# Help Me Pick a Nickname for a Shiny Male Espurr!



## Holla (Jun 7, 2014)

So, I've been breeding Espurrs whenever I've gotten the chance to over the past several weeks and I finally hatched one! (Just for those that don't know I have a bit of an Espurr obsession, and this shiny one will likely be among my most prized Shinies). I am super happy as he has both the egg move Assist, and his Hidden ability!  He is male, and I will not be evolving him. Any name suggestions would be appreciated. I like both cheesy cutesy nicknames as well as interesting meaningful ones. Thanks for any ideas!

Here is a pic:



​


----------



## L. Lawliet (Jun 7, 2014)

PTSD


----------



## spacedog (Jun 7, 2014)

L. Lawliet said:


> PTSD




om fg


----------



## L. Lawliet (Jun 7, 2014)

OIntensify, if you enjoy memes


----------



## Jake (Jun 7, 2014)

Willy

(It was the first name I thought of and I think it's cute as long as you done evolve it)


----------



## Holla (Jun 7, 2014)

L. Lawliet said:


> PTSD



Haha, funny suggestion there. I actually just a did project on PTSD yesterday for school. Thanks for the suggestion though. 

- - - Post Merge - - -



Jake. said:


> Willy
> 
> (It was the first name I thought of and I think it's cute as long as you done evolve it)

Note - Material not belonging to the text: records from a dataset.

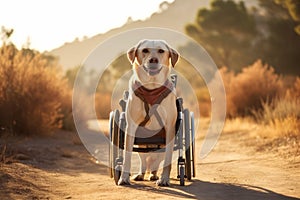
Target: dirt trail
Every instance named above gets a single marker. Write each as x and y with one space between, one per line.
60 168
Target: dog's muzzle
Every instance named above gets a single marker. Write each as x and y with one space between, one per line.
153 68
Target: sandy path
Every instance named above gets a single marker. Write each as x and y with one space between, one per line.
60 168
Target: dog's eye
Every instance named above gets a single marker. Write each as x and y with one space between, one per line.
145 51
161 51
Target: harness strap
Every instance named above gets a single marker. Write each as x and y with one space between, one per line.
154 98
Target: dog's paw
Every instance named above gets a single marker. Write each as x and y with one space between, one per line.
153 177
124 181
163 182
139 177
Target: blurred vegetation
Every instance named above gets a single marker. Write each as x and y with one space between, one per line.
235 36
33 96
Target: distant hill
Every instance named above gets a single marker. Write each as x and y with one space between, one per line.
170 15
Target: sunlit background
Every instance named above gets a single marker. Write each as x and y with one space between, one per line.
49 24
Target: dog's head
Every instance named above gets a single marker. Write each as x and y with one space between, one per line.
153 57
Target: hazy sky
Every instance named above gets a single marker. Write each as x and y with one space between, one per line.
50 23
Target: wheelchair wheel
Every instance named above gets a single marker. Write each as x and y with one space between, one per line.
187 144
181 175
113 133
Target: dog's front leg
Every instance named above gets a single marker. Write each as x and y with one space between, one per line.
128 147
165 176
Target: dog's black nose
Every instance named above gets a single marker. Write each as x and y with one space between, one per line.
153 60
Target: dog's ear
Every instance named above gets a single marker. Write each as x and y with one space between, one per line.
131 54
174 55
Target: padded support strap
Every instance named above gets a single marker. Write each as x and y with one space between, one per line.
152 97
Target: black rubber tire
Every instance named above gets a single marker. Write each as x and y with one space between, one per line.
187 146
181 175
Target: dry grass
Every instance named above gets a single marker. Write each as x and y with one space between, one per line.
247 90
31 92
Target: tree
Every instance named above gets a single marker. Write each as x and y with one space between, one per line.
279 44
226 31
293 7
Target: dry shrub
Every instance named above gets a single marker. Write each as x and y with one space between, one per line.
103 104
247 90
280 117
31 92
296 89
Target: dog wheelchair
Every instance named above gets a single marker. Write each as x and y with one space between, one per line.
184 140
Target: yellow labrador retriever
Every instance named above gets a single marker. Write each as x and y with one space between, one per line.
150 91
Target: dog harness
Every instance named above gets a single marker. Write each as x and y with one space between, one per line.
153 98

Thanks, it is very cute! Yeah, I'm not about to evolve him. I like Meowstic and all (especially the male one), but I prefer Espurr more. Not to mention I'm not a fan of white and yellow shiny Meowstic, a super shiny pale pink Espurr is much cuter! ^.^


----------



## Holla (Jun 7, 2014)

His colour kinda reminds me of a Strawberry Milkshake haha.  now that I think about it.


----------



## L. Lawliet (Jun 7, 2014)

Barry maybe?


----------



## Dr J (Jun 8, 2014)

O_O


----------



## Capella (Jun 8, 2014)

coolguy21


----------



## Sanaki (Jun 8, 2014)

Maru :3
Milo


----------



## SableShy (Jun 10, 2014)

Whispurr


----------



## SuperSparky1 (Jun 10, 2014)

Name it Luigi because of their death stares.


----------



## MayorSaki (Jun 11, 2014)

A-Drei.. xD


----------



## Flop (Jun 11, 2014)

MyBraaand


----------